Review of the film Civil War – Aktuálně.cz – 2024-04-24 13:19:00

by times news cr

2024-04-24 13:19:00

America is falling apart. Civilized behavior goes by the wayside as soon as someone pulls out a bigger gun. Writer-director Alex Garland keeps his sci-fi vision down to earth as if it were the raw reality of the very near future. Civil War, which will be shown in Czech cinemas from Thursday, is his most skillful, roughest and most emotional film. Unfortunately, it’s also a picture of a creator who refuses to have an opinion on anything.

A quartet of journalists and war photographers embark on a mission to interview a president whose government has turned the country into a dystopian, violence-ridden landscape. Originally, it was just a photographer played by Kirsten Dunst and her colleague, played by Wagner Moura. In the end, however, an older colleague, who can practically no longer walk, convinces them to help him gain weight. And the group will be completed by an aspiring young photographer.

It’s already starting to get weird here, what exactly Alex Garland, the author of Ex Machina or Men, shot this time. Civil War uses an apocalyptic parable to talk about America today. At the same time, the creators refuse to depict any details of the world of the future. They throw their weakly characterized heroes into the middle of the action without making it clear to the audience why it should follow their mission. Soon begins an intense thriller ride through a landscape in which nothing but violence and more violence awaits the protagonists.

Garland isn’t afraid of explicit, shocking scenes that create an atmosphere of total doom. At the same time, it is not very understandable what exactly is the motivation of the characters to risk their lives to take pictures of the random rudeness they come across along the way.

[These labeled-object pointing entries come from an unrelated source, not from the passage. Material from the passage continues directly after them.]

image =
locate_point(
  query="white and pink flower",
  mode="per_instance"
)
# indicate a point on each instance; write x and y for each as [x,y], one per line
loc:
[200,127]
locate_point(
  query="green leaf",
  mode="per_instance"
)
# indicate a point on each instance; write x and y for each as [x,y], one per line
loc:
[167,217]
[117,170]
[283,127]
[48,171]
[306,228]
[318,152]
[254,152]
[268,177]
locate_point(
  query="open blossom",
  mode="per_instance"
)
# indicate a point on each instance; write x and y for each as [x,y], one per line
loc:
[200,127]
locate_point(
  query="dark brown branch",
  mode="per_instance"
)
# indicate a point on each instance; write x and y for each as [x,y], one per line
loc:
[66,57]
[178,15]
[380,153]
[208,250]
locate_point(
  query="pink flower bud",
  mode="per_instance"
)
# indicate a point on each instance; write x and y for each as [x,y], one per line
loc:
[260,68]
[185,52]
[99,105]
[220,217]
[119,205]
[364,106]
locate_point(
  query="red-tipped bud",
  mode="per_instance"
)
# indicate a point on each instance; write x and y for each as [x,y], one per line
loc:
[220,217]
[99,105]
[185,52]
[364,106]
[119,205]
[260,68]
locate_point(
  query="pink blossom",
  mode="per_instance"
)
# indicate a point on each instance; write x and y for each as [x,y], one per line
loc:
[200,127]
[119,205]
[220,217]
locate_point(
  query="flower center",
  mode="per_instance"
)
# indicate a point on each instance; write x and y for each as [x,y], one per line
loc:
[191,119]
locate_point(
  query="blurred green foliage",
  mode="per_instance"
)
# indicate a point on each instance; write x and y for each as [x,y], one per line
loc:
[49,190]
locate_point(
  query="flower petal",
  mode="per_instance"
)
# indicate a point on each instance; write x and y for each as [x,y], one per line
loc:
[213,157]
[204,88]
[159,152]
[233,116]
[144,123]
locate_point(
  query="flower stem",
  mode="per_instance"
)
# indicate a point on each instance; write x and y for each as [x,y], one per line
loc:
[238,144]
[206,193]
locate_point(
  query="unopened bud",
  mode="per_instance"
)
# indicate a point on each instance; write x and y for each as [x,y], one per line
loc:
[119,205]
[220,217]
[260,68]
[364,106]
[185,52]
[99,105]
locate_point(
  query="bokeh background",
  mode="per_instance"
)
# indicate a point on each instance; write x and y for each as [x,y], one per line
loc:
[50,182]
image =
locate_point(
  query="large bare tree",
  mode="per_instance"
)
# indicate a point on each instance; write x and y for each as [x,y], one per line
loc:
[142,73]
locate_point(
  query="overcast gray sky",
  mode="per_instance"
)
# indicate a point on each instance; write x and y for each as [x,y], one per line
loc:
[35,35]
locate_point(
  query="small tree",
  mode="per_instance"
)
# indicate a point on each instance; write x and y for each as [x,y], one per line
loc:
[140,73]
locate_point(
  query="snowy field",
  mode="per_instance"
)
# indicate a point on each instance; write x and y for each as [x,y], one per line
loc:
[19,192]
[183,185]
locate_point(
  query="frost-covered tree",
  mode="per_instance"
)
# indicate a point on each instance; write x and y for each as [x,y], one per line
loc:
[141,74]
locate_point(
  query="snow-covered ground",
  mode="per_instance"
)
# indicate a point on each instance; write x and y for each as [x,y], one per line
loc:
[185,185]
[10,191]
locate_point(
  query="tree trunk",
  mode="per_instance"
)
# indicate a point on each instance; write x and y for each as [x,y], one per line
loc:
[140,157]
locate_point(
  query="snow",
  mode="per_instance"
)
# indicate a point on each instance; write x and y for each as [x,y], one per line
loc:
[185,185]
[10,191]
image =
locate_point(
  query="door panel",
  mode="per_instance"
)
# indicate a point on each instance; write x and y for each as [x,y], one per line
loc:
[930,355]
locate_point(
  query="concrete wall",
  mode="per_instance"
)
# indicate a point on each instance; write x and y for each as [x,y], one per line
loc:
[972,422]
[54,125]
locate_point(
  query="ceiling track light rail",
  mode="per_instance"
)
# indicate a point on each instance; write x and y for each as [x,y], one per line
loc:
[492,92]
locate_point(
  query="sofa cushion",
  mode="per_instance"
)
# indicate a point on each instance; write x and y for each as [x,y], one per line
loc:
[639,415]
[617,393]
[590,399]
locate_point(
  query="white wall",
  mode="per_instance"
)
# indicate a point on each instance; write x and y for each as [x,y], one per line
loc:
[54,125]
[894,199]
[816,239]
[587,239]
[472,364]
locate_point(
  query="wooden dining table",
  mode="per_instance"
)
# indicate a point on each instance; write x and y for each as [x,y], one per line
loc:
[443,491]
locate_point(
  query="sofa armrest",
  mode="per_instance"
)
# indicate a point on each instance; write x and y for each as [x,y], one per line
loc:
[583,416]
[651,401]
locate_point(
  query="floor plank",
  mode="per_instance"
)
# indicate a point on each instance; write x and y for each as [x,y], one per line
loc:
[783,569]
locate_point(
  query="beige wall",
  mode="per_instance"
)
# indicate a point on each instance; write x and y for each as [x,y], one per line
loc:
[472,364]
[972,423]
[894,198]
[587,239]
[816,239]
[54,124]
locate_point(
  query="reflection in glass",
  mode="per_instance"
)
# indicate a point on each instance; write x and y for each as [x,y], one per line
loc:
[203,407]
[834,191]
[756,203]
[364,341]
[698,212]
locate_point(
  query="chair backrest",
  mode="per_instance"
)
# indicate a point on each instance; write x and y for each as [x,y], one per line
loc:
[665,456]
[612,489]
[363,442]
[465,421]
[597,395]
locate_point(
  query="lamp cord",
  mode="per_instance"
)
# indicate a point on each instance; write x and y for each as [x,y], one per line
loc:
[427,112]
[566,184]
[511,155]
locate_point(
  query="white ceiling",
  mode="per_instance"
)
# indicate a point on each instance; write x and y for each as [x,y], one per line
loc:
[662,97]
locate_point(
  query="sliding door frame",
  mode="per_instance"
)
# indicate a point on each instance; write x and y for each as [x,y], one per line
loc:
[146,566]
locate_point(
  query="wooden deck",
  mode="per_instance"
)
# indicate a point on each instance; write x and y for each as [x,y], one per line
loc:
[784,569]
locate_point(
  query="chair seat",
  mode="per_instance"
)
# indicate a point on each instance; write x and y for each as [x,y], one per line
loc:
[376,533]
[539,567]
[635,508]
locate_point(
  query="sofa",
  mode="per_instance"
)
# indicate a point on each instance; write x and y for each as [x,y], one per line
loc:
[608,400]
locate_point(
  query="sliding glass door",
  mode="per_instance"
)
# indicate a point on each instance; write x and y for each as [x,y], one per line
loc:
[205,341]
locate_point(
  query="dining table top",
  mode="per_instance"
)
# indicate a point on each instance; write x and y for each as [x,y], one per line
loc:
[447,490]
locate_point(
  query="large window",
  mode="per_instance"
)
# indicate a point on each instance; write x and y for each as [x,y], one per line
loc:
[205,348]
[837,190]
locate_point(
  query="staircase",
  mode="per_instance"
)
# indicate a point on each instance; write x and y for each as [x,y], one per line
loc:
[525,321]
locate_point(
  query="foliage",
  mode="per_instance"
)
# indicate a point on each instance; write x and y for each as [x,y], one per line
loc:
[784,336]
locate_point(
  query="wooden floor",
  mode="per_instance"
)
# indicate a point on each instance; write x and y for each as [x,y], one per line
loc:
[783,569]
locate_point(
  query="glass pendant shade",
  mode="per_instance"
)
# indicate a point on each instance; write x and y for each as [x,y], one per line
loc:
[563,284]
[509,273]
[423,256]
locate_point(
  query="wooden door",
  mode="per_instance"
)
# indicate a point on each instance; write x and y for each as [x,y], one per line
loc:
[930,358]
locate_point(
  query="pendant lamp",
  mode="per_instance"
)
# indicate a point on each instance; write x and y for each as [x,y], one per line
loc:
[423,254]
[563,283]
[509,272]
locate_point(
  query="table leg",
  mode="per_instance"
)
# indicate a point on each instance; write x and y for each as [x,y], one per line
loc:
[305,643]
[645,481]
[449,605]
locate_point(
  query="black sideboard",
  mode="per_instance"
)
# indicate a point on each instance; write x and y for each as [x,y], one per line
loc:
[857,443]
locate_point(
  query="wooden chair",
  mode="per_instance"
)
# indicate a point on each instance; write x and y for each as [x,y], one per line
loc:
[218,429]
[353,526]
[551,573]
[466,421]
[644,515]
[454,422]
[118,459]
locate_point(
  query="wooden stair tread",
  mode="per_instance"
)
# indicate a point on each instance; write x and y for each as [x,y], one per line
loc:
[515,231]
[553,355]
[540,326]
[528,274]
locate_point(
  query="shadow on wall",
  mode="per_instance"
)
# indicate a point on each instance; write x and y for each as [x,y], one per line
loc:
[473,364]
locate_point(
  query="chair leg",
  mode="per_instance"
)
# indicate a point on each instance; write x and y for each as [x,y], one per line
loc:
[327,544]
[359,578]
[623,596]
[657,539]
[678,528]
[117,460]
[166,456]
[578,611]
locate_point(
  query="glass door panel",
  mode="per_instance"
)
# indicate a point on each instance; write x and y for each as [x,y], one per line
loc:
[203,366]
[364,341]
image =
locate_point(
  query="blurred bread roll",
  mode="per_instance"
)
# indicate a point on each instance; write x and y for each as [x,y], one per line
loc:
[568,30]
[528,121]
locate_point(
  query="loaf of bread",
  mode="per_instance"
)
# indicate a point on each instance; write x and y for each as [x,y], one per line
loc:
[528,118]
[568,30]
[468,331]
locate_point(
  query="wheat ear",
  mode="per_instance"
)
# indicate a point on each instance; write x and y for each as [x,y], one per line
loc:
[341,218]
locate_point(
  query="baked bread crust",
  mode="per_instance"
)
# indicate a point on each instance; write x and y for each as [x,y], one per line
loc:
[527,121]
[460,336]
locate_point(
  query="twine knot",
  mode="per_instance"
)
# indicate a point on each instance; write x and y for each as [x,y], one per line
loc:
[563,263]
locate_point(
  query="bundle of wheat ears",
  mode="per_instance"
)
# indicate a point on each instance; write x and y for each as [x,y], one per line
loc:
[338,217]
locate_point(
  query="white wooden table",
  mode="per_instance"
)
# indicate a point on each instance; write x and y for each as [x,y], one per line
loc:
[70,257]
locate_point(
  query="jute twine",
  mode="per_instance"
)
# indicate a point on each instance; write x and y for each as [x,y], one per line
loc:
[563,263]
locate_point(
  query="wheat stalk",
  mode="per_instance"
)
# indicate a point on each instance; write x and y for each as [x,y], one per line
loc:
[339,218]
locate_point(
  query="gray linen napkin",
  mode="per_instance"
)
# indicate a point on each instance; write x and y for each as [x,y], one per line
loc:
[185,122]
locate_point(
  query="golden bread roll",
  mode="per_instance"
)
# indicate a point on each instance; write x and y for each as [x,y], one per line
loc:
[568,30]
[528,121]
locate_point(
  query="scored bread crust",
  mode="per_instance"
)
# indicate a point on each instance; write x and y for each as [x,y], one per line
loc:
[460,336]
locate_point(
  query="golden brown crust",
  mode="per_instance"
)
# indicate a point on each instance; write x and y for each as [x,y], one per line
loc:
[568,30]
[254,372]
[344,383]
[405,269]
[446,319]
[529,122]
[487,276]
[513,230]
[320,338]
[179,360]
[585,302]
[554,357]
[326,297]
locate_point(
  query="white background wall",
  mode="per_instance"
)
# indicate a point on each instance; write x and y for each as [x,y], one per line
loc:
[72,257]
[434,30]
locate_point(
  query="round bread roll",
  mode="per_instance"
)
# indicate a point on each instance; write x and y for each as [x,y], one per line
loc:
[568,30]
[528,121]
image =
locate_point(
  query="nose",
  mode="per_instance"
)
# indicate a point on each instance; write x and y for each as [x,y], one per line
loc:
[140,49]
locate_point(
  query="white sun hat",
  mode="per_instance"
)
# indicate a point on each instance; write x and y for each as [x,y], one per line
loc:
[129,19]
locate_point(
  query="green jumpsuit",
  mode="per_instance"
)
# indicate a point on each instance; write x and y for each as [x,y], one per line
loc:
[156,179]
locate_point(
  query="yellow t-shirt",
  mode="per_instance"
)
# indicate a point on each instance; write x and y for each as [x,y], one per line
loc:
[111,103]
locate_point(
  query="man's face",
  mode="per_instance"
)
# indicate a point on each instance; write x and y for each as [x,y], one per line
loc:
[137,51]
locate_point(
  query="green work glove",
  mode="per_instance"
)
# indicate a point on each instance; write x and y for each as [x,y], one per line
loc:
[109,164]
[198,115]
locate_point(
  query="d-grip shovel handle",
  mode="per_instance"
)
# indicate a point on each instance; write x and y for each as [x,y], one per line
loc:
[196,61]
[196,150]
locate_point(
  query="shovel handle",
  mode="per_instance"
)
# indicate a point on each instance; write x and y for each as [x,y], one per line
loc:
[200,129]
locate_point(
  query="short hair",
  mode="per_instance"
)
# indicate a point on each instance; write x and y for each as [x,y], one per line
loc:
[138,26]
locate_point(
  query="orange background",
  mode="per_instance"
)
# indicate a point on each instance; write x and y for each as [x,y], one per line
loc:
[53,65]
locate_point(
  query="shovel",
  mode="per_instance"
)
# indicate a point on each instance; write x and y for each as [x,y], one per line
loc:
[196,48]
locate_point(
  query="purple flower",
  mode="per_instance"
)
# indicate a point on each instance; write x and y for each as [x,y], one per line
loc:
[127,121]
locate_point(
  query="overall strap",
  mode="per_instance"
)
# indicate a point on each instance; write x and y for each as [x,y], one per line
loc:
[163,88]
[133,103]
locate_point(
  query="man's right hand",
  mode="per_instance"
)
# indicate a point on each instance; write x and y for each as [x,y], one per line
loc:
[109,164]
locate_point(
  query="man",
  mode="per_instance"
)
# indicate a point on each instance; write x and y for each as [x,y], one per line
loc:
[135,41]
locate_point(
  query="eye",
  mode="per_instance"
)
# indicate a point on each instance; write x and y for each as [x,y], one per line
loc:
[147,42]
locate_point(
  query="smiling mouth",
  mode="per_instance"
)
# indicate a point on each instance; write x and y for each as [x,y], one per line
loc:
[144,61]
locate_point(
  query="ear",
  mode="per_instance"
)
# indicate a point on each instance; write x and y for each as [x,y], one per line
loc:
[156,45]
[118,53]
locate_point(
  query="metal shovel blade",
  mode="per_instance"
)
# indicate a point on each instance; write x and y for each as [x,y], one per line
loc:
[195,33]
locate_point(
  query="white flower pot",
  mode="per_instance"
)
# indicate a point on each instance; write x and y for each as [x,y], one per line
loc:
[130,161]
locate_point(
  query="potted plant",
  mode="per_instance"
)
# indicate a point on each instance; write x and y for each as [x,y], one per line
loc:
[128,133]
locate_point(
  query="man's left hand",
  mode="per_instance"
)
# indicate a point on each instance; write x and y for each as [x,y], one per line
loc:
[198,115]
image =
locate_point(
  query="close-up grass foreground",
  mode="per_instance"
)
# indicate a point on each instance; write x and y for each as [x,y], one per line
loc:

It feels more like an unintended parody of the demanding work of war reporters. And it could easily be about selfish heroes who only care about their own success, but the film doesn’t suggest anything like that. Everything in Civil War is simply subordinated to getting the characters into adrenaline-pumping situations. And this dysfunctional movement between a suggestively filmed dystopian genre B-movie – but devoid of any humor – and an ambitious Garland parable endures until the end.

The journey from New York to Washington is disrupted mainly by petty skirmishes by a few individuals from the opposing sides, the nature of the conflict and its impact on the population is illustrated, for example, by a scene in which several armed men coldly load piles of dead bodies on the backs of trucks into mass graves. But they certainly don’t look like professionals tending to piles of corpses.

Only violence awaits the heroes of the film Civil War. Kirsten Dunst plays Lee. | Photo: Vertical Entertainment

Actor Jesse Plemons gets another chance to show that he is one of the scariest faces in Hollywood today. And it is precisely the clash with the group of thugs he commands that provides the film’s rawest, most hopeless moments.

Garland certainly got enough out of a meager budget. The scraps of plundered America and the remnants of civilization depicted are undeniably impressive. But the viewer must not make one mistake: start thinking. Which is quite strange for a writer, screenwriter and later director of works that use the genre of science fiction, thriller or horror for more ambitious purposes than suspense and entertainment.

Although the civil war still draws attention to how much the author wants to say that the world is very close to such a state. One of the heroes, for example, represents “what’s left of the New York Times”. But such vague yet vague allusions only underline how much Garland’s future America is just a sketchy vision, the most primitive attempt at a political allegory.

Civil War is more suggestive than Garland’s failed adaptation of the science fiction novel Annihilation. And compared to the film Ex Machina or the series Devs, the director is not so intoxicated with his own cleverness this time.

Both of these projects failed precisely because of the lifeless attempt to solve the well-known big themes of science fiction, whether it was the border between man and artificial intelligence, or the nature of free will.

This time, Garland made a more straightforward, more political sci-fi, in which the characters no longer have the space to encourage others to listen to Johann Sebastian Bach and John Coltrane, or to quote William Shakespeare.

But if the earlier ones rustled the paper, there are no characters in Civil War. Garland saves it with style and pace. But even the most hopeless horror scenes end with momentary impressiveness. Behind every audiovisual surprise is a question mark, what kind of heroes are we watching, why do they seem like a mere torso of journalists who just jump anywhere with their camera and risk the lives of themselves and others for some – very often relatively worthless – photo of some random skirmish.

Alex Garland made an impressive canapé. But it is still true that he is not able to really bewitch with his visions. As in his previous work, strong cinematic images fight with what remains in their background. And this time, the stronger the images, the emptier everything in the background.

Film

Civil War
Written and directed by Alex Garland
Vertical Entertainment, Czech premiere on April 18.